The School of Computer Science is pleased to present…
Mining for Product Recommendation on Document-Based NoSQL Big Data
PhD Dissertation Proposal by: Abdulrauf Aremu Gidado
Date: Friday November 24, 2023
Time: 10:00 AM – 12:00 PM
Location: Essex Hall, Room 105
To date, majority of large corporations such as Amazon and Facebook still have their core solutions (e.g., payments) on relational databases but only use non-relational Bigdata (i.e., NoSQL) database management systems for their non-core systems (e.g., shopping cart) that favor availability and scalability through partitioning while trading off consistency. NoSQL systems are built based on the CAP (Consistency, Availability and Partitioning) database theorem, which satisfies two of these features while trading off one. The need for systems availability and scalability drives the use of NoSQL models, while the lack of consistency and robust query engines as obtainable in relational databases impede their usage. To mitigate these drawbacks, researchers and companies like Amazon, Google and Facebook developed 'SQL over NoSQL' systems such as Amazon’s Dynamo, Google's Spanner, Facebook’s Memcache, Zidian2019, Apache Hive and SparkSQL. These systems create a query engine layer over NoSQL systems but suffer from data redundancy due to lack of normalized database relations and lack consistency obtainable in relational databases. Also, their query engine is not relational complete because they cannot process all relational algebra-based queries as obtainable in a relational database. This thesis presents a ‘NoSQL over SQL system’, an inverse of existing approaches such as Zidian2019 that transforms data into a key-value format then builds an SQL query engine layer on the NoSQL data. This approach is motivated by (i) the need for existing systems to fully deploy NoSQL data store functionalities without the limitation of building an extra SQL layer for querying, and (ii) the ability to integrate images similarities into the ecommerce mining process by taking advantage of the ease of retrieval and storage of storing images as text on document-oriented NoSQL databases. To allow appropriate storage and retrieval of data on document-based NoSQL databases without data redundancy and inconsistency while encouraging both horizontal and vertical partitioning, this work proposes NoSQL over SQL Block as a Value (BaaV) data storage strategy...

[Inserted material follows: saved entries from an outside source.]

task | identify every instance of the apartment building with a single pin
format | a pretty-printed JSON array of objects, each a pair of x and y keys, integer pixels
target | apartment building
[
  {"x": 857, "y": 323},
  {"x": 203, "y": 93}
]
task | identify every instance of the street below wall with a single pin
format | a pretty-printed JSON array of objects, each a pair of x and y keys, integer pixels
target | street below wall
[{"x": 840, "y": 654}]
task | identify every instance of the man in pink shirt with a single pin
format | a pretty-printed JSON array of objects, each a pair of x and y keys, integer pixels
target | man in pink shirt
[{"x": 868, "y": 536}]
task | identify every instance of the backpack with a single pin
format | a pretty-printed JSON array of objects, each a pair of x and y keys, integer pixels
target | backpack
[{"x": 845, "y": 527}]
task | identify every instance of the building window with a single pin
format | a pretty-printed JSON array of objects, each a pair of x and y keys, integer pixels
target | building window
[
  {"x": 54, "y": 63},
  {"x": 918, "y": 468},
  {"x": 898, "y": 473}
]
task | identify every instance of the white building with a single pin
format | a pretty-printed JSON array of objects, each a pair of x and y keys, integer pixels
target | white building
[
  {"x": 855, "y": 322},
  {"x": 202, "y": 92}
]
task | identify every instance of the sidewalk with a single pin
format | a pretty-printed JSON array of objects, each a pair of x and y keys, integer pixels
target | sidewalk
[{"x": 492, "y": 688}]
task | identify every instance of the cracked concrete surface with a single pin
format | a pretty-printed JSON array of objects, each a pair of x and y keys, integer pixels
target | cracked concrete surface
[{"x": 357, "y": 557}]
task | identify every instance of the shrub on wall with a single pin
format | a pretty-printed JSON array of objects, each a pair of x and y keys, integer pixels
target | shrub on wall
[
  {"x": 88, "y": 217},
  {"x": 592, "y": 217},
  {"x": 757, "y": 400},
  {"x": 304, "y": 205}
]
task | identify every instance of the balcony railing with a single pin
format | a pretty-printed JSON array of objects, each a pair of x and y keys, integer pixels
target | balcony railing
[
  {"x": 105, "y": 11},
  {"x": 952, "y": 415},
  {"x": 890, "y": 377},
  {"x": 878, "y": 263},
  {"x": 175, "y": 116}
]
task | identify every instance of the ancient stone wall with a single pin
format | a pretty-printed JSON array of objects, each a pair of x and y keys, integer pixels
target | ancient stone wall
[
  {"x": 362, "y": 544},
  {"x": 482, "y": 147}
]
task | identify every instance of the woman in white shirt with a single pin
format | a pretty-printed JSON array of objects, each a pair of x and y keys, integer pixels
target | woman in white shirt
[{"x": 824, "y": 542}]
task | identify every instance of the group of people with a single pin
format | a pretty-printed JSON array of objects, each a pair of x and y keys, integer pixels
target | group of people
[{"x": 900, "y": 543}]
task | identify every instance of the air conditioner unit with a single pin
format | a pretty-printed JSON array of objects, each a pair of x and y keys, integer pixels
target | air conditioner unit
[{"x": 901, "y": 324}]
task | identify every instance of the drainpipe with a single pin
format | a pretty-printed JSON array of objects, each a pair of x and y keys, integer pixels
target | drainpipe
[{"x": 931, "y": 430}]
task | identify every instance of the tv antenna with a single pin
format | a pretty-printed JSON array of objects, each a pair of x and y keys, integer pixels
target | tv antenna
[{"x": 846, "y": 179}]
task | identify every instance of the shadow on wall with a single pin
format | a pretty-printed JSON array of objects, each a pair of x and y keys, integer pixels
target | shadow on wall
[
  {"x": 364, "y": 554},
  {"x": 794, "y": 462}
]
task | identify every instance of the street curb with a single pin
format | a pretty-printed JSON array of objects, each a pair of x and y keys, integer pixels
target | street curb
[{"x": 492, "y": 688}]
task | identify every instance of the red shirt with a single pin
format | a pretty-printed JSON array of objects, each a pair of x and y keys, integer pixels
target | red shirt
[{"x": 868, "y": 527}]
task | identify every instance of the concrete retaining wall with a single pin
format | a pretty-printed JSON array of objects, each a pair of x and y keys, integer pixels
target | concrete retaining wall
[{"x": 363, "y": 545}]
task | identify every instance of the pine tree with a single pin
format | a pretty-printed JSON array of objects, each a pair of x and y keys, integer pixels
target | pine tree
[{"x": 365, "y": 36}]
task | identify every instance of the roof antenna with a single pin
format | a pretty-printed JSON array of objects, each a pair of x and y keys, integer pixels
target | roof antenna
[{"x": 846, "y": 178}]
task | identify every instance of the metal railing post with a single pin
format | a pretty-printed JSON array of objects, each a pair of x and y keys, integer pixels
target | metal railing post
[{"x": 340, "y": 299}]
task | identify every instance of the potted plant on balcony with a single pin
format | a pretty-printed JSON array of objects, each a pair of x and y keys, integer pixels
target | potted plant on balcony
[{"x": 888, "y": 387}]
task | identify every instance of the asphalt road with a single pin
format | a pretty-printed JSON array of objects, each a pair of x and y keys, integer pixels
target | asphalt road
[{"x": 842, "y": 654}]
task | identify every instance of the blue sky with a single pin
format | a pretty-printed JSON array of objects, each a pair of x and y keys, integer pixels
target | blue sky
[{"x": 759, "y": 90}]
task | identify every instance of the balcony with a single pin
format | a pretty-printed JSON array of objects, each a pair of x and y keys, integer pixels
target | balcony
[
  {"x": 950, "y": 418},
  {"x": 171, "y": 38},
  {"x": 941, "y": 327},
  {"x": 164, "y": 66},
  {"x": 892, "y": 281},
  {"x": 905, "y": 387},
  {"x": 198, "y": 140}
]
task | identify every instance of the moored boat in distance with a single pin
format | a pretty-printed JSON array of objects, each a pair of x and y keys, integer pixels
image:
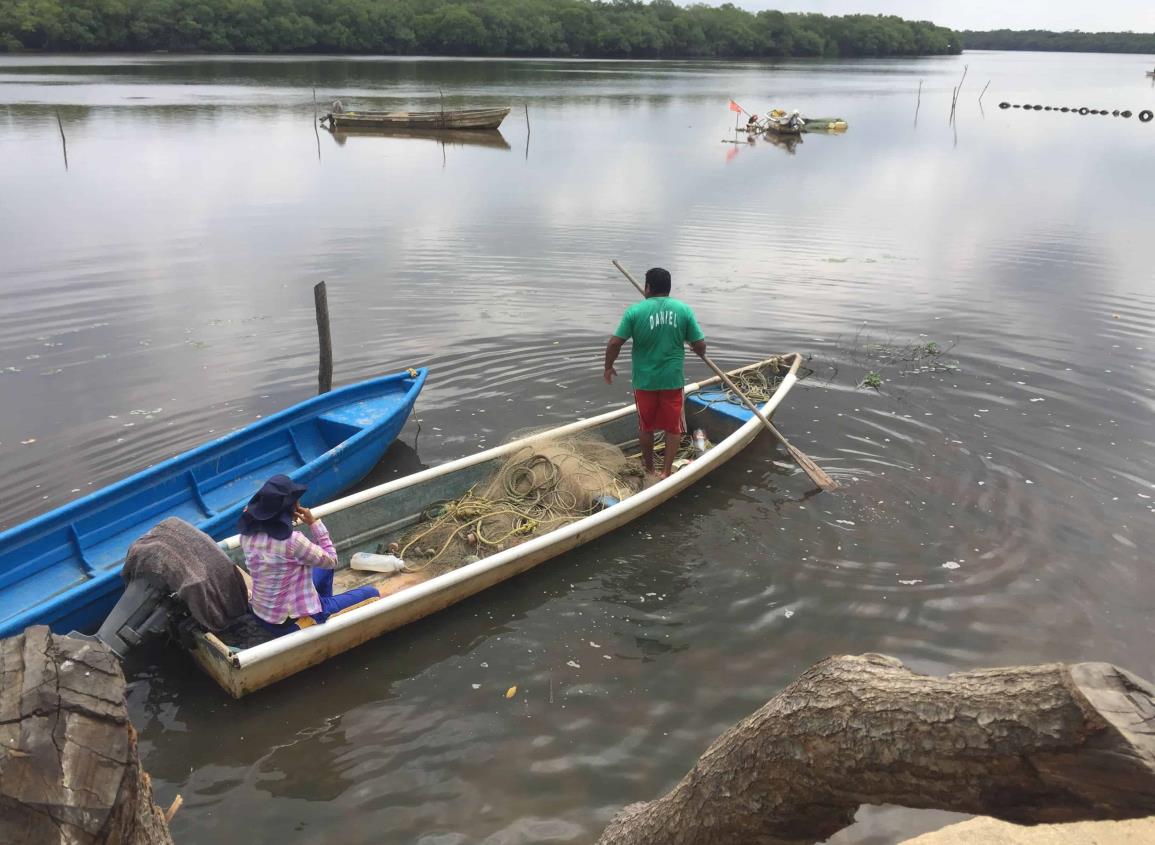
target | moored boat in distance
[
  {"x": 492, "y": 139},
  {"x": 363, "y": 522},
  {"x": 445, "y": 119},
  {"x": 779, "y": 122},
  {"x": 62, "y": 568}
]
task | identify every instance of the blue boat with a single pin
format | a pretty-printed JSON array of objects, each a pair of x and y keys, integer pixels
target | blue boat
[{"x": 62, "y": 568}]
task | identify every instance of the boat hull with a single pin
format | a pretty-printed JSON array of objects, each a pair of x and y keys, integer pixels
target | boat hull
[
  {"x": 62, "y": 568},
  {"x": 460, "y": 119},
  {"x": 356, "y": 524}
]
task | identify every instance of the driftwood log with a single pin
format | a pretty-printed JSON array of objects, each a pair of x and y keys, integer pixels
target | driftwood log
[
  {"x": 68, "y": 764},
  {"x": 1027, "y": 745}
]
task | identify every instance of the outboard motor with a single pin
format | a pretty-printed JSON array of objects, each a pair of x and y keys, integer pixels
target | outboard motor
[
  {"x": 143, "y": 612},
  {"x": 173, "y": 571}
]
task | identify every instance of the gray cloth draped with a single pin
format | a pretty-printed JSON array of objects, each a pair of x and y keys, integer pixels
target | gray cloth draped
[{"x": 193, "y": 567}]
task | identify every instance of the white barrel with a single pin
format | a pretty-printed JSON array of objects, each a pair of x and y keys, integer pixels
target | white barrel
[{"x": 367, "y": 562}]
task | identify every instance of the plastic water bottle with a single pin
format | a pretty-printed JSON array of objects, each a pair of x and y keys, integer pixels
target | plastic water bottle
[{"x": 365, "y": 561}]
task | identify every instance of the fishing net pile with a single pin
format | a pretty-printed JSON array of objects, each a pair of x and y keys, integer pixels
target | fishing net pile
[{"x": 541, "y": 486}]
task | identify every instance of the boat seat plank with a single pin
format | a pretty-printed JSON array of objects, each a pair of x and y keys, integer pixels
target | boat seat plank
[
  {"x": 109, "y": 550},
  {"x": 364, "y": 413},
  {"x": 52, "y": 551},
  {"x": 253, "y": 475},
  {"x": 171, "y": 496},
  {"x": 51, "y": 581},
  {"x": 717, "y": 402}
]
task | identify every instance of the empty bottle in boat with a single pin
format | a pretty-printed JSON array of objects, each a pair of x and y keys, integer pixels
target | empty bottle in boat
[{"x": 365, "y": 561}]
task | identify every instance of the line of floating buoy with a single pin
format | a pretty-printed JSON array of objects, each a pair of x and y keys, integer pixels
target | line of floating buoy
[{"x": 1144, "y": 116}]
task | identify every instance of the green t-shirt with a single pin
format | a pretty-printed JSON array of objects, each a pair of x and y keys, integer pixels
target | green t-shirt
[{"x": 661, "y": 328}]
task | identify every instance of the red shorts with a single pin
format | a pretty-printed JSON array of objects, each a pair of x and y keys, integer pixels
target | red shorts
[{"x": 658, "y": 410}]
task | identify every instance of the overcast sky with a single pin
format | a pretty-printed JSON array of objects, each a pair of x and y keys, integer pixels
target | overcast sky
[{"x": 1088, "y": 15}]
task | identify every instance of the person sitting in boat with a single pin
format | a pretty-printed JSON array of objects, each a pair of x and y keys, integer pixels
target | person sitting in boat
[
  {"x": 292, "y": 576},
  {"x": 661, "y": 327}
]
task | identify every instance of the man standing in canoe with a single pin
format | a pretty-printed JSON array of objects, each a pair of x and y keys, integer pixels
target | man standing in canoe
[{"x": 661, "y": 327}]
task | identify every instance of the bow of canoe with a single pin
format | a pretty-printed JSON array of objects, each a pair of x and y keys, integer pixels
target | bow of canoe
[{"x": 62, "y": 568}]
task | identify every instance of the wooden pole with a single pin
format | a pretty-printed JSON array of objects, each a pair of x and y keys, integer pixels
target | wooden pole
[
  {"x": 325, "y": 368},
  {"x": 317, "y": 132},
  {"x": 64, "y": 141},
  {"x": 1058, "y": 742},
  {"x": 817, "y": 473}
]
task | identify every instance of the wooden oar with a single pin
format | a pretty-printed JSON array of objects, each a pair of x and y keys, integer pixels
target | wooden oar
[{"x": 817, "y": 473}]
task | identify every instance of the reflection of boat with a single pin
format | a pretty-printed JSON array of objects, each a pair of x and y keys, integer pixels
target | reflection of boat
[
  {"x": 62, "y": 568},
  {"x": 470, "y": 137},
  {"x": 359, "y": 522},
  {"x": 445, "y": 119}
]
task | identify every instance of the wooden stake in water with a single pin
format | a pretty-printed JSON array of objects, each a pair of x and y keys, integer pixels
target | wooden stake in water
[
  {"x": 317, "y": 132},
  {"x": 325, "y": 367},
  {"x": 64, "y": 141}
]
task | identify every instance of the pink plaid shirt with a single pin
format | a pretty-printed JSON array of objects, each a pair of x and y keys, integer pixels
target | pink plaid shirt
[{"x": 283, "y": 573}]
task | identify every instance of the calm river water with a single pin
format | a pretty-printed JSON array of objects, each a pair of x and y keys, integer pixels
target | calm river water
[{"x": 157, "y": 292}]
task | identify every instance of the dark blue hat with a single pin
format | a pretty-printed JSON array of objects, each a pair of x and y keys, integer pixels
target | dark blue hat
[{"x": 270, "y": 511}]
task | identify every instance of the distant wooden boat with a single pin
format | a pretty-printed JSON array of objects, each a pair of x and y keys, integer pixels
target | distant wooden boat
[
  {"x": 446, "y": 119},
  {"x": 359, "y": 522},
  {"x": 825, "y": 125},
  {"x": 62, "y": 568},
  {"x": 462, "y": 137},
  {"x": 780, "y": 127}
]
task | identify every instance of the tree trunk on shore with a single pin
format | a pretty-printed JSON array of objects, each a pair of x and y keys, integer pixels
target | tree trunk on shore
[
  {"x": 1028, "y": 745},
  {"x": 68, "y": 764}
]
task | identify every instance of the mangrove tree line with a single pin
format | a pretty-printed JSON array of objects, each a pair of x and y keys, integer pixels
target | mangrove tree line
[
  {"x": 1063, "y": 42},
  {"x": 561, "y": 28}
]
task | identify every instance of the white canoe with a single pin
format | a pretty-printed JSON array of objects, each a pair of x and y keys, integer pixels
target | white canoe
[{"x": 358, "y": 522}]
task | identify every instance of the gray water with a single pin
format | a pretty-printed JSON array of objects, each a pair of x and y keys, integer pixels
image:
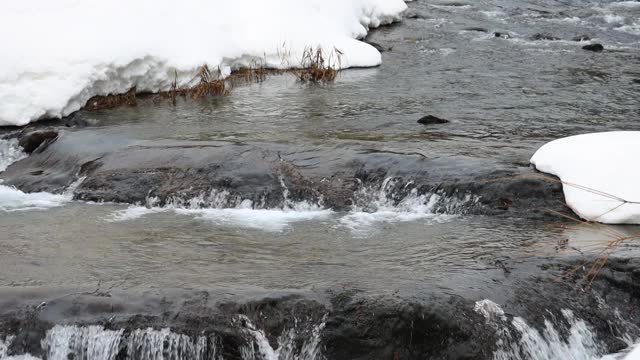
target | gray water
[{"x": 504, "y": 97}]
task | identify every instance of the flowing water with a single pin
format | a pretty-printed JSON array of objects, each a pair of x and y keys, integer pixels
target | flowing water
[{"x": 505, "y": 96}]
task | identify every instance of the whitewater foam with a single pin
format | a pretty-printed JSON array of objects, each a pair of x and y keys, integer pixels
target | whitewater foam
[
  {"x": 518, "y": 340},
  {"x": 10, "y": 152}
]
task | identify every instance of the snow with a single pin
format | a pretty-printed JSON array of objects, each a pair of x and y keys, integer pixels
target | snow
[
  {"x": 599, "y": 173},
  {"x": 61, "y": 53}
]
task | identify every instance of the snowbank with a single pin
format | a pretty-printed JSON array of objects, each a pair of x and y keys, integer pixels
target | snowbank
[
  {"x": 599, "y": 172},
  {"x": 58, "y": 54}
]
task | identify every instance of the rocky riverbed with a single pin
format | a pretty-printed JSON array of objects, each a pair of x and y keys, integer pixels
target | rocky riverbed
[{"x": 289, "y": 221}]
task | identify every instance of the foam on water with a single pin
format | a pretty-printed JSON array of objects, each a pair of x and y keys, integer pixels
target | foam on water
[
  {"x": 91, "y": 342},
  {"x": 260, "y": 348},
  {"x": 390, "y": 204},
  {"x": 12, "y": 199},
  {"x": 372, "y": 206},
  {"x": 94, "y": 342},
  {"x": 518, "y": 340},
  {"x": 222, "y": 208},
  {"x": 10, "y": 152},
  {"x": 4, "y": 346}
]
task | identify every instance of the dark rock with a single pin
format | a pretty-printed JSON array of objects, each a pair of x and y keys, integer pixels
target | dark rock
[
  {"x": 581, "y": 38},
  {"x": 412, "y": 14},
  {"x": 478, "y": 29},
  {"x": 378, "y": 47},
  {"x": 593, "y": 47},
  {"x": 430, "y": 120},
  {"x": 37, "y": 140},
  {"x": 544, "y": 36},
  {"x": 502, "y": 35}
]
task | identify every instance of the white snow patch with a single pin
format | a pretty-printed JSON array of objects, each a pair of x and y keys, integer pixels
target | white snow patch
[
  {"x": 599, "y": 173},
  {"x": 62, "y": 53},
  {"x": 243, "y": 215},
  {"x": 10, "y": 152}
]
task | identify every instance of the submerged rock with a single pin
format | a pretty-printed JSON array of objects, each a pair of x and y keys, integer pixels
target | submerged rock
[
  {"x": 478, "y": 29},
  {"x": 593, "y": 47},
  {"x": 37, "y": 140},
  {"x": 431, "y": 120},
  {"x": 378, "y": 47},
  {"x": 412, "y": 14},
  {"x": 581, "y": 38},
  {"x": 544, "y": 36}
]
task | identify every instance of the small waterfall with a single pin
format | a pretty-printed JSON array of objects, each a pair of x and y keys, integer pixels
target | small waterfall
[
  {"x": 10, "y": 152},
  {"x": 85, "y": 343},
  {"x": 4, "y": 346},
  {"x": 518, "y": 340},
  {"x": 398, "y": 201},
  {"x": 63, "y": 342},
  {"x": 259, "y": 348},
  {"x": 150, "y": 344}
]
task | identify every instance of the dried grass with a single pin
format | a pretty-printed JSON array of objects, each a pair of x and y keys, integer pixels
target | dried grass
[
  {"x": 612, "y": 239},
  {"x": 206, "y": 84},
  {"x": 317, "y": 67}
]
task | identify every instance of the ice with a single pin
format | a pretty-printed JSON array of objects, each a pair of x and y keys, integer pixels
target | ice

Additionally, we vectorized items image and integrate item-item image similarity scores into e-commerce customer historical purchase database to enhance sequential pattern recommendation on e-commerce with a proposed Image Enhanced Historical Sequential Pattern Recommendation (iHSPRec) system. To enhance accurate pattern mining on NoSQL databases for adequate recommendation and allow existing corporations with a large relational database to take advantage of NoSQL databases, this thesis (i) proposes a Block as a Value (BaaV) framework for extracting data and mapping from relational schema into NoSQL to enable faster data retrieval for existing large relational databases, (ii) Integrate item-item image similarity scores into customers purchase history for enhance sequential pattern recommendation by using items images stored on document-based NoSQL database (iii) propose a sequential pattern mining technique on NoSQL BaaV document-oriented database. Using existing benchmark systems of ‘SQL over NoSQL’, relational databases and real-life datasets for our experiments, we demonstrated that our NoSQL over SQL system outperforms existing relational databases, SQL over NoSQL systems and is novel in ensuring data consistency, scalability, query execution and improving data storage and retrieval in large database systems without data loss and enhancing improved performance on NoSQL database.
Keywords: Bigdata, Document-Oriented NoSQL Databases, Recommendation Systems, Sequential Pattern Mining, Block as a Value, E-Commerce.
Internal Reader: Dr. Aliuone Ngom
Internal Reader: Dr. Curtis Bright
External Reader: Dr. Christian Trudeau
Advisor: Dr. Christie Ezeife